Oil prices fell to fresh April lows on Friday as slowing economic growth threatened to worsen ongoing oversupply of crude and refined products.
International Brent crude oil futures were trading at $42.51 at 0617 GMT, down 19 cents, or 0.4 percent, from their previous close, the lowest since April.
U.S. West Texas Intermediate (WTI) crude fell 26 cents, or 0.6 percent, to $40.88 a barrel, slipping below $41 for the first time since April.
Both crude benchmarks are now down around 20 percent since their last peak in June.
Because refiners produced too much fuel from cheap crude, margins in the Americas, Europe and Asia have fallen sharply this year, eroding revenues for oil producers and refiners like Royal Dutch Shell, which this week reported poor results.
"Margins remain on a negative trajectory ... This seems a clear signal that Atlantic Basin refined product markets are currently oversupplied," Jason Gammel of U.S. investment bank Jefferies said on Friday.
Benchmark Singapore refinery margins are down 60 percent from their January highs to $4.28 per barrel, with stocks of product brimming near historic highs.
"We expect that the upcoming maintenance season combined with economic run cuts will correct the refined product markets... (and) the corresponding reduction in crude oil demand could weigh on Brent prices in the near term," he added.
On the supply side, Iranian exports to Asia's main buyers - China, India, Japan and South Korea - jumped 47.1 percent in June from a year ago to 1.72 million barrels per day, the highest levels in over four years.
The sales jump is the latest sign that Tehran's aggressive moves to recoup market share, lost under international sanctions, are paying off.

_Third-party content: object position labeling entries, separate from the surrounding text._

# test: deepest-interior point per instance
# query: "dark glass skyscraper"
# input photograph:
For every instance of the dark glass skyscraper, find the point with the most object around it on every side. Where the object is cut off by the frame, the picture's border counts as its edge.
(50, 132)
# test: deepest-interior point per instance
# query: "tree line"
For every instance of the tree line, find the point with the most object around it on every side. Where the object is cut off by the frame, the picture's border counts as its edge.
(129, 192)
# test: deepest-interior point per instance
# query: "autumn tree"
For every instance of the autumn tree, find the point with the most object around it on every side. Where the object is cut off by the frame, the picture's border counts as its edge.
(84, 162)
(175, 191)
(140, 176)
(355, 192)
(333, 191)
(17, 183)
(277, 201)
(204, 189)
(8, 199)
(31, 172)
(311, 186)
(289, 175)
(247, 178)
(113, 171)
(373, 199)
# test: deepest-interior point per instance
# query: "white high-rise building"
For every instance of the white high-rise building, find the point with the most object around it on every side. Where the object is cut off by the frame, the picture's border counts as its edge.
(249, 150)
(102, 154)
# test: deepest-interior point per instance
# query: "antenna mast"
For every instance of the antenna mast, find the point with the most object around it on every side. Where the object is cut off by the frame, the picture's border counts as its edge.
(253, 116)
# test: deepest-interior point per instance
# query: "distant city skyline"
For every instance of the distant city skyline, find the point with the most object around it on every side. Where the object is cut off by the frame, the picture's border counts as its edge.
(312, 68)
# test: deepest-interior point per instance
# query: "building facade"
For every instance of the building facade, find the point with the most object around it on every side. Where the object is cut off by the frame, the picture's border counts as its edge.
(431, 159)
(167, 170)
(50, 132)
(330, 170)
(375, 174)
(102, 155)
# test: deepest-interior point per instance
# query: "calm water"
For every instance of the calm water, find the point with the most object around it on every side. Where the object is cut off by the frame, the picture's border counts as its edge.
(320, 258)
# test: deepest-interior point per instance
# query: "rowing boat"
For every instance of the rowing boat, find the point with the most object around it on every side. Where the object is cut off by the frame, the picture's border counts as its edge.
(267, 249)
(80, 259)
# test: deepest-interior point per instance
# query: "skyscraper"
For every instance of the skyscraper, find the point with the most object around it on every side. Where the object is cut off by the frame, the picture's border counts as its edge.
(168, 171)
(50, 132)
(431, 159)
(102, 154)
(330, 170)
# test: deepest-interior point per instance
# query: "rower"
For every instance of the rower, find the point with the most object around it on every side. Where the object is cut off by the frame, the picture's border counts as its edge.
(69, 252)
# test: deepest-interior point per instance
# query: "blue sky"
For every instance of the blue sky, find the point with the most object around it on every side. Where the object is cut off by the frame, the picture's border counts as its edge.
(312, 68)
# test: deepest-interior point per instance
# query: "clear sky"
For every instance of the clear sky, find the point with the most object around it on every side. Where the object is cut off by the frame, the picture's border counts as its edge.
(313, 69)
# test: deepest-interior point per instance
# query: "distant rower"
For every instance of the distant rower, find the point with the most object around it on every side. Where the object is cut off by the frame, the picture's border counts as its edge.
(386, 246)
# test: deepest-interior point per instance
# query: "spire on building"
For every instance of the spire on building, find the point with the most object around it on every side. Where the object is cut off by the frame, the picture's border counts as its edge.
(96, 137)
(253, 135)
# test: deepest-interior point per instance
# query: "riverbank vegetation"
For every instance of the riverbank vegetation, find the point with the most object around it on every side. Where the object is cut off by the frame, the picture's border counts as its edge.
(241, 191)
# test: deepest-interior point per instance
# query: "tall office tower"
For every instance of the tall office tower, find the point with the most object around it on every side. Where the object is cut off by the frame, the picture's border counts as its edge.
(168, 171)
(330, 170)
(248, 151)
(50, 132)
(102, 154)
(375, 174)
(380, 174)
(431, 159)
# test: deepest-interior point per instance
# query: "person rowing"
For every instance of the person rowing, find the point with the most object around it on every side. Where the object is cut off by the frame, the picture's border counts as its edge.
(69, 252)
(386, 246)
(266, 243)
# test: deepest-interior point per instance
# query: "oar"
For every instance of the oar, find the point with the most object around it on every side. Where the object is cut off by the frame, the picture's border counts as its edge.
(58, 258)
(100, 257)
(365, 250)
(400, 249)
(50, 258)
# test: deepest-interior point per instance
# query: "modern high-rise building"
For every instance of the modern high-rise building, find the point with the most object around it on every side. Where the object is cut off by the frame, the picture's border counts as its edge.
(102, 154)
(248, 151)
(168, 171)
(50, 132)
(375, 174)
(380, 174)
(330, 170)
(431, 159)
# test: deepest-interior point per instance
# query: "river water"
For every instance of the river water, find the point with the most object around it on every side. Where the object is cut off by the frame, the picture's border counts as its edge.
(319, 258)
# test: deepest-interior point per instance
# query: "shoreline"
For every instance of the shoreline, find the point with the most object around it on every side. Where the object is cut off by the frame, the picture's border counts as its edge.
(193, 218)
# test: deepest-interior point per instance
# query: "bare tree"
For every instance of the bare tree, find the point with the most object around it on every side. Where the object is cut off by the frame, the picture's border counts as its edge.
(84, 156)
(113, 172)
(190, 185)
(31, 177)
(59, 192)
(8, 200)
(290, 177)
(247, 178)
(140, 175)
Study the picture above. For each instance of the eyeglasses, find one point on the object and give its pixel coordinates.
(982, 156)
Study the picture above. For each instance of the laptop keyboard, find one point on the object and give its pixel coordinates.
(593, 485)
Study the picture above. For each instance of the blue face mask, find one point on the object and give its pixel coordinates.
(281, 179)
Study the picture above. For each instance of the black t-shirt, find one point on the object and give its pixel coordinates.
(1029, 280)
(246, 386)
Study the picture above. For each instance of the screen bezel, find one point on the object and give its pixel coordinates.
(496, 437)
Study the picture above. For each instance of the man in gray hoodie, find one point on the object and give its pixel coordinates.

Because of ongoing oversupply, U.S. bank Goldman Sachs said this week that it did not expect a big recovery in prices any time soon.
"We continue to expect that oil prices will remain in a $45 per barrel to $50 per barrel trading range through mid-2017 with near-term risks skewed to the downside," the bank said.
Despite this, some analysts said recent price falls in oil had been overdone, especially as demand remains strong despite concerns over future economic growth.
"Investors have become overly bearish on oil as U.S. production and gasoline inventories continue to rise. We think those concerns are unwarranted.
Underlying demand in the U.S. remains robust," ANZ bank said.